How to Use the Scientific Calculator

The Scientific Calculator is designed to give you an accurate answer in seconds. Follow these steps:

  1. 1Toggle between DEG (degrees) and RAD (radians) for trigonometric functions
  2. 2Use the button keypad to enter numbers and operations
  3. 3Functions like sin, cos, tan, log, and ln are in the top two rows
  4. 4Press = to evaluate the expression
  5. 5Recent calculations are saved in the history panel below

No account or sign-up required. All calculations run locally in your browser — nothing is stored or transmitted to any server.

How It Works

The calculator evaluates expressions using standard mathematical order of operations (BODMAS/PEMDAS): brackets first, then exponents, then multiplication and division left to right, then addition and subtraction left to right. Scientific function buttons (sin, cos, tan, √, x², log, ln) insert the appropriate expression into the current input. For example, clicking sin then entering 30 and = evaluates sin(30°) = 0.5 in degree mode. The π button inserts 3.14159265358979... and e inserts 2.71828182845905... — both at full floating-point precision. Clear (C) resets the calculator entirely. The backspace (⌫) button removes the last character. History shows the last 5 complete calculations with their results.

Frequently Asked Questions

What is the difference between DEG and RAD mode?

DEG (degrees) and RAD (radians) are two ways to measure angles. A full circle is 360° or 2π radians. In degree mode, sin(90) = 1 because 90° is a right angle. In radian mode, sin(π/2) = 1 for the same reason. Most school-level calculations use degrees. Calculus, physics formulas, and programming languages like JavaScript and Python default to radians. Always check which mode you are in before computing trig values.

What does log mean on a calculator?

On a scientific calculator, "log" is the common logarithm — logarithm base 10. log(100) = 2 because 10² = 100. log(1000) = 3. "ln" is the natural logarithm — logarithm base e (Euler's number ≈ 2.71828). ln(e) = 1, ln(e²) = 2. Log base 10 appears in pH calculations, decibel scales, and Richter scale magnitude. Natural log appears in calculus, compound growth, and information theory.

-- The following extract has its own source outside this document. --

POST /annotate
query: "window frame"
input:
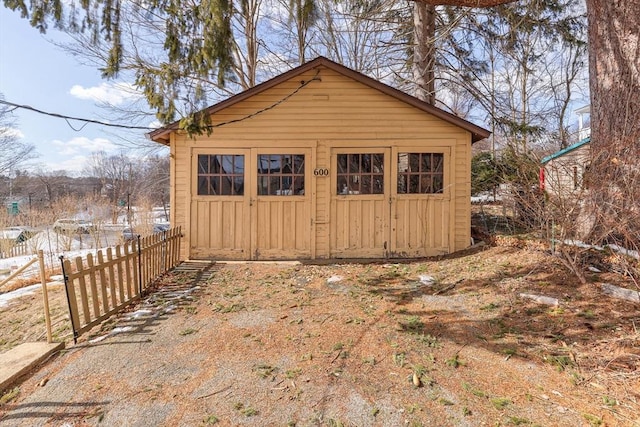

How do I calculate sin, cos, or tan of an angle?

Make sure you are in the correct mode (DEG for degrees, RAD for radians). Click the sin, cos, or tan button, then enter the angle, then press =. Example: sin(30) in DEG mode = 0.5. cos(60) in DEG mode = 0.5. tan(45) in DEG mode = 1. For inverse trig functions, most scientific work requires using the inverse (sin⁻¹ or arcsin) — this calculator supports the forward functions.

What is the order of operations (BODMAS)?

BODMAS stands for Brackets, Orders (powers/roots), Division, Multiplication, Addition, Subtraction — the sequence in which operations are evaluated. 2 + 3 × 4 = 14, not 20, because multiplication is evaluated before addition. Use brackets to override order: (2 + 3) × 4 = 20. The American equivalent is PEMDAS: Parentheses, Exponents, Multiplication/Division, Addition/Subtraction. Both describe the same rule.

Is the scientific calculator free?

Yes — completely free with no sign-up needed. Supports all standard scientific operations including trig functions, logarithms, powers, and constants. Works in both degrees and radians. All calculations run in your browser and no data is stored.